例えば、車検に通すために、黄ばみを簡単に落とす程度であれば数千円でやってもらえる場合があります。一方、表面をきれいに磨いて新車同様にしてもらう場合は、15,000円程度か業者によってはそれ以上の費用がかかる場合があります。

 

ヘッドライトの黄ばみ落としを業者に依頼する場合は、目的に合わせて業者やプランを選ぶのが良いでしょう。

 

3.ヘッドライトの黄ばみの原因と防止策

そもそもヘッドライトはなぜ黄ばむのでしょうか? 最後にヘッドライトの黄ばみの原因とその防止策について解説します。

 

黄ばみの主な原因は紫外線

ヘッドライトが黄ばむ理由は、表面に使用される素材である「ポリカーボネート」が紫外線により劣化するためです。ポリカーボネートは衝撃に強く、透明性が高いといったメリットがある反面、紫外線に弱いのが特徴です。そのため、車を外に置きっぱなしにしていると紫外線の影響をより受けやすく、劣化が進みやすくなります

 

紫外線による劣化の他にも、以下の事象が原因で黄ばみがより進行する可能性があります。

 

  • 走行中、または洗車中に受ける傷によって、ヘッドライトのコーティングがはがれる
  • ヘッドライトの隙間からホコリなどの汚れが入ることで、内側が汚れる
  • ヘッドライトの電球から出る熱の影響を受ける

それでは、ヘッドライトの黄ばみを防ぐためには、具体的にどのような対策を取るのが良いのでしょうか?

 

ヘッドライトを黄ばみにくくする方法

ヘッドライトを黄ばみにくくするためには、できる限り車(ヘッドライト)に紫外線が当たらないようにしましょう。
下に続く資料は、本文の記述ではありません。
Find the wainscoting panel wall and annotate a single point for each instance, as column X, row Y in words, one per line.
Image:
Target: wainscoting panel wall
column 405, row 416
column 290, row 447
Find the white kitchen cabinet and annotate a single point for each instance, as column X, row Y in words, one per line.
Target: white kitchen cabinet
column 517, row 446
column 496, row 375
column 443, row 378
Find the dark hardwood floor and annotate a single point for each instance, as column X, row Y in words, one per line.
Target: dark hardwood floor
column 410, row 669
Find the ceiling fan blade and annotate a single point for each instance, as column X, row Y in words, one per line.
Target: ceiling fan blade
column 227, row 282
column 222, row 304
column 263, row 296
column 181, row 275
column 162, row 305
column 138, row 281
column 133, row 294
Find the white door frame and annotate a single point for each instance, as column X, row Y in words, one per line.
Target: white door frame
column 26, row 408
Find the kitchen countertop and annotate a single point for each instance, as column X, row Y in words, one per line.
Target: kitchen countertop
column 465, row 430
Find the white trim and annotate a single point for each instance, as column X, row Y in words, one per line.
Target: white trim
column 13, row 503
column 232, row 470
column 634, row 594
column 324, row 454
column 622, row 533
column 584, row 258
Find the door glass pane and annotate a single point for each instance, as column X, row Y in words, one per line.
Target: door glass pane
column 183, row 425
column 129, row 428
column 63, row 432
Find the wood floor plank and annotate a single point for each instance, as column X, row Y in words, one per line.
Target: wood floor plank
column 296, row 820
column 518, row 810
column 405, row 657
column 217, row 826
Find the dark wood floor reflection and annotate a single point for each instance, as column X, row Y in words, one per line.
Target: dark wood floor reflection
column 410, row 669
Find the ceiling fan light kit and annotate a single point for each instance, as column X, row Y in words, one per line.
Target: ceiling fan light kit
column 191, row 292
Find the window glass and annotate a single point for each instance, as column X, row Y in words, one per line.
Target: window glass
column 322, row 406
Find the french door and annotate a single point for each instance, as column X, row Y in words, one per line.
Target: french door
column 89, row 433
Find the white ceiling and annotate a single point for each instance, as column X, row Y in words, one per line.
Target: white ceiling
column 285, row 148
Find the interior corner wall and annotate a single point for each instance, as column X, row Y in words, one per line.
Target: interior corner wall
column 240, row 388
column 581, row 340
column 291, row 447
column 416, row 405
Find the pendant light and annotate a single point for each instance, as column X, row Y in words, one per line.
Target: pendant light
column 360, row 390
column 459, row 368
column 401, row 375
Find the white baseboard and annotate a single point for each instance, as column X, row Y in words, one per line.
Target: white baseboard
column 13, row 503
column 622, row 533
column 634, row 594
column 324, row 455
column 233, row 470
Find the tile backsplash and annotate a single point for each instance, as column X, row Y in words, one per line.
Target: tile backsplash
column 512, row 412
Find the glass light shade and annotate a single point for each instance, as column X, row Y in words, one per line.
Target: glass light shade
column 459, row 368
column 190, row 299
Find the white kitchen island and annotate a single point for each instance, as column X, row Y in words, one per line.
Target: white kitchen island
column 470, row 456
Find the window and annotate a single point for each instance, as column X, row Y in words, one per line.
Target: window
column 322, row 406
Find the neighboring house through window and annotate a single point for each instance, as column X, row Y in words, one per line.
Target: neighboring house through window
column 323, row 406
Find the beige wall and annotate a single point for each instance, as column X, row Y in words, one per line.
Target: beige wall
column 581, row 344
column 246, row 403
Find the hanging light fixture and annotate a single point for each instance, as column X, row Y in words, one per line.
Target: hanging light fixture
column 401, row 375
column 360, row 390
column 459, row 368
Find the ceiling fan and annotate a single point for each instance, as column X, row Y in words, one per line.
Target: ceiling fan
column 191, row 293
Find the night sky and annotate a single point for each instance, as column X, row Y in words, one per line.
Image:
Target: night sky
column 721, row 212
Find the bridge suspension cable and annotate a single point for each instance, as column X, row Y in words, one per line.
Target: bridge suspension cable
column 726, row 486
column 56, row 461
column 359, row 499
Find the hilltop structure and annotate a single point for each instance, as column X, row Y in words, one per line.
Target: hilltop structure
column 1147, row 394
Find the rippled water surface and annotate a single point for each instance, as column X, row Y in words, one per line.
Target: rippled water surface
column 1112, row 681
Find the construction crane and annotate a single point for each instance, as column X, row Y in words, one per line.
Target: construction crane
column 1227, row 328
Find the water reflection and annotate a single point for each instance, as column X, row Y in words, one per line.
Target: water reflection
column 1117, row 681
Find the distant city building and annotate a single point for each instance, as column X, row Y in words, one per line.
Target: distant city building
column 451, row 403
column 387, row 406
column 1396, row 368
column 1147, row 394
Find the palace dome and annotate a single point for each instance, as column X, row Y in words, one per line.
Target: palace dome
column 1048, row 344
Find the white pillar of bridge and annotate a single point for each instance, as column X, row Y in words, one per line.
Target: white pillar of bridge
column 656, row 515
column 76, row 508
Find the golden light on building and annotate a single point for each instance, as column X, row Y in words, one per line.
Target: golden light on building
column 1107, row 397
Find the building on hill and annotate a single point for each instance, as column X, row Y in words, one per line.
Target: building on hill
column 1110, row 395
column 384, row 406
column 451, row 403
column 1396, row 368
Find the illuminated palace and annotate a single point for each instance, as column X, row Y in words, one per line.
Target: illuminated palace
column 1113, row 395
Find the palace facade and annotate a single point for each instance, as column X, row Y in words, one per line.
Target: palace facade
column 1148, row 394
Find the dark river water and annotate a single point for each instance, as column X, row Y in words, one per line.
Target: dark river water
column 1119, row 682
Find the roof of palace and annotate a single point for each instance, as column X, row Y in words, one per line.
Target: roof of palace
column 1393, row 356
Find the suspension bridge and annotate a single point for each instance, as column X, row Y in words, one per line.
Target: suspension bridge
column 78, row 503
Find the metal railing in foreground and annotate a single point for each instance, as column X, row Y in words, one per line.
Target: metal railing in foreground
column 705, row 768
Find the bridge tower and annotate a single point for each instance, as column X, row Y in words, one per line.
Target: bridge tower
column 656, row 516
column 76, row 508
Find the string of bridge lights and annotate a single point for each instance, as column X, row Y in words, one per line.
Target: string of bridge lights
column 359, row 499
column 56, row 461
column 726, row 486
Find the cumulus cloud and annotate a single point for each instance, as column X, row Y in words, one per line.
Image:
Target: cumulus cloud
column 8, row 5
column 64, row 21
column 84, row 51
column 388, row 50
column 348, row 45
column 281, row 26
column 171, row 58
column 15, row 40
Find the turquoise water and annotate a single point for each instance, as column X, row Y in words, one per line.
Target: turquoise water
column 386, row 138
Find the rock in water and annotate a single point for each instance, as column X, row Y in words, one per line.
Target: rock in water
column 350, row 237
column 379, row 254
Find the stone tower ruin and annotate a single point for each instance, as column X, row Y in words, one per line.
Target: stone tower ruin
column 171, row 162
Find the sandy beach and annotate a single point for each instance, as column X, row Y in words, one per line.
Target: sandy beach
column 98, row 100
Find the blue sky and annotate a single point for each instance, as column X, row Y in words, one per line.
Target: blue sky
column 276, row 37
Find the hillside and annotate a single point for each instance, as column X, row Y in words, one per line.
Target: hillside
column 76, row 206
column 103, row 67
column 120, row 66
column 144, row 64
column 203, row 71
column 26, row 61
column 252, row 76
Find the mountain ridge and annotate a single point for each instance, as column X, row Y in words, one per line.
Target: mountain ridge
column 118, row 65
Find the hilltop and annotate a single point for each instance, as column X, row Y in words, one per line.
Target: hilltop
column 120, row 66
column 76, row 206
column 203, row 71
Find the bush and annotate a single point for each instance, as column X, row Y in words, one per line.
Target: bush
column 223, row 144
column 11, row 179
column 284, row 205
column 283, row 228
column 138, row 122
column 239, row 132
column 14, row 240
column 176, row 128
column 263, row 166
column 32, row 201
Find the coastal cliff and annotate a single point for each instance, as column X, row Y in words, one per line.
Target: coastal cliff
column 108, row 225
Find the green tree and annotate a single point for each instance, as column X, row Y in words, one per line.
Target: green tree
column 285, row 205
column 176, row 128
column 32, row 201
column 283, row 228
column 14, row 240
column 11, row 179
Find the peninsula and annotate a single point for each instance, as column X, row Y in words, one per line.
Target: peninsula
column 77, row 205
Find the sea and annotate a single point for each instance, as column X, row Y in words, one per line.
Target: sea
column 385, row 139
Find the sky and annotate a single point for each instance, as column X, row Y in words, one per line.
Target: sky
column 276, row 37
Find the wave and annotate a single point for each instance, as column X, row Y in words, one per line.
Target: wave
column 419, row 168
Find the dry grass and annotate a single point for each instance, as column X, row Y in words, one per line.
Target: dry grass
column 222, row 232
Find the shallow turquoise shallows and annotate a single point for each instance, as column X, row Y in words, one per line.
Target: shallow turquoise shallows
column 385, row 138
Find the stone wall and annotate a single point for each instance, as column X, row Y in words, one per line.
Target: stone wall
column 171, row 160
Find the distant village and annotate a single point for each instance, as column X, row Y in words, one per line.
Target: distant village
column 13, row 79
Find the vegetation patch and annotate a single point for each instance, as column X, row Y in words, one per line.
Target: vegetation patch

ヘッドライトに塗布したコーティングは紫外線から表面を守る役割を果たしますが、そのコーティング自体が紫外線によりはがれてしまいます。そのため、いくらコーティング剤を塗布していても、車を長時間停める場合はそもそも紫外線が当たらないように対策することが大切です。

 

直接紫外線からヘッドライトを守るために、以下のような対策が有効です。

 

駐車中はカバーをかける

 

  • 日向に駐車するのを控える
  • 屋根がある駐車場を利用する
  • 駐車中はカバーをかける

4.まとめ

ヘッドライトの黄ばみは、放っておくと最悪の場合事故につながることがあります。そのため、黄ばみに気づいたら早めに対処しましょう。

 

ヘッドライトの素材は紫外線に弱いため、日常的に紫外線から守ることを心がけると黄ばみの防止につながります。